Independent Filmmakers Co-operative of Ottawa
- Formation: 1992
- Type: Co-operative
- Location: Ottawa, Ontario, Canada;
- Executive Director: Patrice James
- Website: www.ifco.ca

= Independent Filmmakers Cooperative of Ottawa =

Independent Filmmakers Co-operative of Ottawa (IFCO) is a Co-operative that supports independent filmmakers in Ottawa by providing low-cost equipment rentals, workshops, grants, and promotions. Membership fees are $80 ($25 for students) and full membership privileges are granted to members who donate at least 20 volunteer hours in service to the co-operative.

==Objects of the association==
The Independent Filmmakers Co-operative of Ottawa (IFCO) is a centre for artists who express their ideas, values and experiences using the medium of film. IFCO provides, on a co-operative basis, training, facilities, equipment, funding, information resources and means to exhibit work. IFCO aims to encourage a critical discourse in and an historical appreciation of film and to develop, support and sustain an innovative and diverse Ottawa-based community of artists.

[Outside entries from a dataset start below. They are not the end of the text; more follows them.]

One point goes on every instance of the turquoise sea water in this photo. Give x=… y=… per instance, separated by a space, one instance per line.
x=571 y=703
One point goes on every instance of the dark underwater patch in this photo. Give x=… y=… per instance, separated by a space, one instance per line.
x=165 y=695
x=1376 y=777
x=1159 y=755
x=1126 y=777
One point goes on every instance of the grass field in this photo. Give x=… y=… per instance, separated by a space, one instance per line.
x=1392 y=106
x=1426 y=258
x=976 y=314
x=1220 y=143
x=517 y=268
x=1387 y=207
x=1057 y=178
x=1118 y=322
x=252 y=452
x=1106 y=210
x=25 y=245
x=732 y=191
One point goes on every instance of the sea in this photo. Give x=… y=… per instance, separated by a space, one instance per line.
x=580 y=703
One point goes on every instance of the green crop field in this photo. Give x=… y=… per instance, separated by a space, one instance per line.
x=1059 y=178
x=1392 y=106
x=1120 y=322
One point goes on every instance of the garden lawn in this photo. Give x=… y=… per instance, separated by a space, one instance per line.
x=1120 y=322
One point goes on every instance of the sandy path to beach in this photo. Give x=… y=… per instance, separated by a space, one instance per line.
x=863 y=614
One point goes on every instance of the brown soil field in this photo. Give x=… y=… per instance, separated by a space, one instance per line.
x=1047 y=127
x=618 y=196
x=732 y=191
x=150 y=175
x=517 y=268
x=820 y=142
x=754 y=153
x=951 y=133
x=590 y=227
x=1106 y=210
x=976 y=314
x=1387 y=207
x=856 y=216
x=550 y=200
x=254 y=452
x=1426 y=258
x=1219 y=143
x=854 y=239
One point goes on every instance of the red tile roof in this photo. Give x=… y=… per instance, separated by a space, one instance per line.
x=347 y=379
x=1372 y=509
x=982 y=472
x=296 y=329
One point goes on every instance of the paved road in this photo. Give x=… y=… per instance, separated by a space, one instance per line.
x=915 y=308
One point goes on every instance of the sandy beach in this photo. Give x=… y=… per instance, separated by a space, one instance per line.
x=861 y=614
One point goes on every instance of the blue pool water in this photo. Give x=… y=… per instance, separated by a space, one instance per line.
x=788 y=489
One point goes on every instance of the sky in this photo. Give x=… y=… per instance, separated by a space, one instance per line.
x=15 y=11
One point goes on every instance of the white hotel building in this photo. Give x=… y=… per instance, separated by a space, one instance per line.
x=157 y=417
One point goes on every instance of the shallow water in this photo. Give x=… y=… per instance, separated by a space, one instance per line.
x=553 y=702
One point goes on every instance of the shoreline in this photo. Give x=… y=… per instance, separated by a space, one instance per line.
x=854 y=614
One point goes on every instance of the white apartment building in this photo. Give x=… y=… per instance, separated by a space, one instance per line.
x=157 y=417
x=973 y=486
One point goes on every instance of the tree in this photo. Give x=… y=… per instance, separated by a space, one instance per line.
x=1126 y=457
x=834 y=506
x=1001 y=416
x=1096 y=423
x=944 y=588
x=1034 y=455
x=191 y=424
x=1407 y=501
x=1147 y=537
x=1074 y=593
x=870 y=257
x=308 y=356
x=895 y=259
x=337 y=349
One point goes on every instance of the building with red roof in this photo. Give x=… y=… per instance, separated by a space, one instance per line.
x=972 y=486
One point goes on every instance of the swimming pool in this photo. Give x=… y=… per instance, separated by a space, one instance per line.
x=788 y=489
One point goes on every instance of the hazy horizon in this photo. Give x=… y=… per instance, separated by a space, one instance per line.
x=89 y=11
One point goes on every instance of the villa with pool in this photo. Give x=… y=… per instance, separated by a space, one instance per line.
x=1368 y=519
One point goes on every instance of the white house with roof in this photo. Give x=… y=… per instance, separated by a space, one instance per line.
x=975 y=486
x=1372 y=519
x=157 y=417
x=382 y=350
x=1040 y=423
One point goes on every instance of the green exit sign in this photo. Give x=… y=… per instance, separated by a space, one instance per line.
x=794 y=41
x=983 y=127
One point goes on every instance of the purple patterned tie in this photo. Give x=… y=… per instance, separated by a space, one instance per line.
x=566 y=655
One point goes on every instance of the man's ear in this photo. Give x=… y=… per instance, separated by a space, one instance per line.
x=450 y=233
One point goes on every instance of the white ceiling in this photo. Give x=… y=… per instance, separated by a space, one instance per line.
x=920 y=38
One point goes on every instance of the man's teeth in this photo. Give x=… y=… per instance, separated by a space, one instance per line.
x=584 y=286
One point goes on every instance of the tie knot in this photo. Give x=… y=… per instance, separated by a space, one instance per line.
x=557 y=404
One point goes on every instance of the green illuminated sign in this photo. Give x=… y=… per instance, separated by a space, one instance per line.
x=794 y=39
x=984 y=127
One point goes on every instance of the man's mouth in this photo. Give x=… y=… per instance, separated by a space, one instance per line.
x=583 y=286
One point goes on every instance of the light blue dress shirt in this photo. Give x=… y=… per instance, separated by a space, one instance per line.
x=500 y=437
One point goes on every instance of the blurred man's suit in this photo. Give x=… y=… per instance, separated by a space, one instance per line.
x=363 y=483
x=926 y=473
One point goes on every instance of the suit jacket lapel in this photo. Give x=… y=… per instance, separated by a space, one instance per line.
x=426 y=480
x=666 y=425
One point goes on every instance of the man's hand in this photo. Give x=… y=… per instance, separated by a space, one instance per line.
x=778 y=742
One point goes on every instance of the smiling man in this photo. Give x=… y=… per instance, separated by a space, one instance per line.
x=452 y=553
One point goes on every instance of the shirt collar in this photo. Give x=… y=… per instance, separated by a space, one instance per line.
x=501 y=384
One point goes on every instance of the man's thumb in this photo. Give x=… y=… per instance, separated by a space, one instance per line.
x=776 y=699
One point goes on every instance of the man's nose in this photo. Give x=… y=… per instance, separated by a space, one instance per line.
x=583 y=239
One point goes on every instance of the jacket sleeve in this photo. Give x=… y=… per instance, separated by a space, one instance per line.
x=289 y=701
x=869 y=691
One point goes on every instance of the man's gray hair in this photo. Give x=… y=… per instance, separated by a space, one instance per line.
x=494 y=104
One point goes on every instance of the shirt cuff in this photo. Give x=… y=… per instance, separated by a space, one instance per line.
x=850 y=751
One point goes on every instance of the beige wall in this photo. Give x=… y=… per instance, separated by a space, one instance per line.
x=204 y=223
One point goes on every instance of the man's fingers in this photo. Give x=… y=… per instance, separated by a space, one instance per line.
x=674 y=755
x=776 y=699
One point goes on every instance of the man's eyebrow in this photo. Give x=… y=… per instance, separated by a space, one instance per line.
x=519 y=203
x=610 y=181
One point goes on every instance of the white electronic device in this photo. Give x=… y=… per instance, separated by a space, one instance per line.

According to the IFCO's bylaws, the objects of the association are to:
1. focus specifically on the cultural aspects of filmmaking;
2. foster independent filmmaking and to ensure that complete creative control of works produced is retained by the filmmaker;
3. provide equipment, facilities, and funds for the production of independent films by IFCO members;
4. nurture beginning filmmakers by providing facilities and instruction for training and to encourage originality;
5. promote public interest and awareness of independent filmmaking in the Ottawa area;
6. gather and share information relevant to the production of independent films.

==History==
IFCO was created in the summer of 1991. It began as a result of the vision of a small, enthusiastic group of up-and-coming filmmakers. This vision was to create an organization which provided filmmakers in the Ottawa area with the facilities, training and funds required to make independent Super 8mm, 16mm and/or 35mm films. IFCO remains, to this day, the only organization which provides this service in Ottawa.

IFCO initially consisted of five founding members (Monica Szentesky, Scott Galley, Wayne Meade, David Chow and Glen Cross) and several volunteers who helped initiate and develop the programs and services that IFCO offered to the region. IFCO was incorporated as a non-profit co-operative corporation in January 1992, and in June 1992 received office space in the Arts Court Building, located in the heart of downtown Ottawa. In June 2009 IFCO became a registered charity.

==Funding==
IFCO receives funding from the Canada Council for the Arts, The Ontario Arts Council and the City of Ottawa, as well as earned revenues through workshop fees, equipment rentals, fundraisers, and annual membership dues; plus in-kind and/or financial support from foundations, private funders and corporate sponsors.

==Controversy==
IFCO was involved in a brief controversy in 2004 when its selection committee chose to grant $1000 to fund a film by Ken Takahashi. The film, to be entitled Last Night With Jesse, was to involve a sexual relationship between an adolescent boy and an older man. When word of the grant and the film subject got out following an article by Susannah Sears, a freelancer, who creates crossword puzzles for the Ottawa Citizen, there was quick criticism of public money funding a film "promoting pedophilia". With city councillors threatening to withdraw city funding and Ontario's Minister of Culture saying that she was "uncomfortable with government funding for any film that depicts a sexual relationship between an adult and a child", the IFCO's board quickly quashed the grant citing concerns about the legality of the film. The IFCO board stated that Takahashi couldn't confirm whether he planned to use a minor as an actor and therefore could contravene a bill, which became federal law July 20, 2005, that eliminates artistic merit as a defense for those accused of making child pornography.

Takahashi said the issue was "blown out of proportion" and that his movie would not have contained any graphic depictions of sexual relations between a minor and an adult. He described his film as a coming of age story about "a relationship between an older man and an individual coming into sexual maturation". IFCO denied that the public outcry or threats of funding losses played any part in the decision and that they would have likely funded the film with a reassurance from Takahashi that a person of the age of majority would play the part.